The World Health Organization, WHO, announced a polio epidemic in Mozambique on Wednesday after the virus was discovered in a child living in the northeastern Tete district, the country’s first case in nearly three decades.
The case, which follows an epidemic in Malawi in February, is the second imported case of wild poliovirus in southern Africa this year, according to the WHO. It was discovered in a child who began exhibiting paralysis near the end of March.

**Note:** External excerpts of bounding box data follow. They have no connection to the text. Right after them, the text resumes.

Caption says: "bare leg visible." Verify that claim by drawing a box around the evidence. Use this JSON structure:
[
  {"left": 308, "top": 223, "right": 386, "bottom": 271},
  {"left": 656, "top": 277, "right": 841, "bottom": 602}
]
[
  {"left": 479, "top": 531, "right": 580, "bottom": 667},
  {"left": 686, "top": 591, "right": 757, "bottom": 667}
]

“The detection of another case of wild poliovirus in Africa is greatly concerning. It shows how dangerous this virus is and how quickly it can spread,” Matshidiso Moeti, the WHO’s regional director for Africa, said in a statement.
Polio infects the nerve system and can induce paralysis that is permanent within hours. It cannot be cured, but vaccination can prevent infection, and extensive national and regional immunization campaigns in newborns and children have resulted in a remarkable decline in cases worldwide in recent decades.
The WHO is backing large-scale vaccines aimed at millions of children in southern Africa in order to limit the virus’s spread on the continent, which was proclaimed free of indigenous wild polio in 2020 after eliminating all types of the virus in Africa.
The newly confirmed case, according to genomic sequencing, is connected to a strain that first circulated in Pakistan in 2019, identical to the one identified in Malawi this year.
Polioviruses can resurface and spread quickly in unprotected populations. Vaccine-derived polio can also occur in areas with low immunity and inadequate sanitation, because vaccinated people can excrete the virus, putting the unvaccinated at risk.
Polio has been around since ancient times. If someone had polio as a child or young adult but had kept or recovered some or all movement of weakened arms or legs, even to the point of being athletic afterward, they can risk becoming weaker in late adulthood. That is post-polio syndrome (PPS), a condition that can affect polio survivors decades after they recover from their initial poliovirus infection. Some PPS patients become wheelchair-bound when they had not been before.